The price quickly re-entered the range but the relief rally is facing stiff resistance at the moving averages. Even between July and Dec. of last year, the moving averages had acted as a strong barrier.

Therefore, the bulls need to push the price above the 50-week SMA ($303.19) to increase the possibility of a rally to $515.35. A breakout of the range will be a huge positive as it has a target objective of $864.70.

However, if the price turns down from the current levels and plummets below $166, the bears will attempt to drag it below the recent low of $141.11. If successful, it will be a huge negative as it could start a new downtrend.

BSV/USD

Bitcoin SV (BSV) had been stuck in a range of $254.13 and $38.8528 for more than a year. In January of this year, the altcoin broke out of the range and surged to new highs. The target objective of a breakout of the range was $469.4072 and BSV reversed direction from $458.74.

BSV-USD daily chart. Source: Tradingview​​​​​​​

BSV-USD daily chart. Source: Tradingview

The bulls bought the dip to $254.13, which was now acting as a support. However, the failure to break out to new highs attracted another round of selling that dragged the BSV/USD pair to a low of $82.771.

The subsequent relief rally reached $227, which is just below the 50% Fibonacci retracement of the most recent decline. This shows that the pair might now remain stuck in a range between $254.13 on the upside and $77 on the downside.

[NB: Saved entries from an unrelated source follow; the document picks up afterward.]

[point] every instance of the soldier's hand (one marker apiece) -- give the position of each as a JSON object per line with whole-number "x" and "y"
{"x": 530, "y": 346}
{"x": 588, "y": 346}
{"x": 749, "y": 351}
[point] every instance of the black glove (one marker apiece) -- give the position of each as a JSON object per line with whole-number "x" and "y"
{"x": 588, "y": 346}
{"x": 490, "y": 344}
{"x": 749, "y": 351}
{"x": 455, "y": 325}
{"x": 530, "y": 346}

Both the moving averages have flattened out and the RSI is close to the midpoint, which suggests a balance between both buyers and sellers.

The balance will tilt in favor of the bulls if they can propel the price above $254.13. Above this level, a rally to $382.47 is possible. Though $268.842 and $319.424 might act as resistance, we expect these levels to be crossed.

Alternatively, a break below $77 will shift the advantage in favor of the bears. Below this level, a retest of the low at $38.8528 is likely. The best way to trade the range is to buy the bounce off the support or wait for the price to break out of it.

The views and opinions expressed here are solely those of the author and do not necessarily reflect the views of Cointelegraph. Every investment and trading move involves risk, you should conduct your own research when making a decision.

The market data is provided by the HitBTC exchange.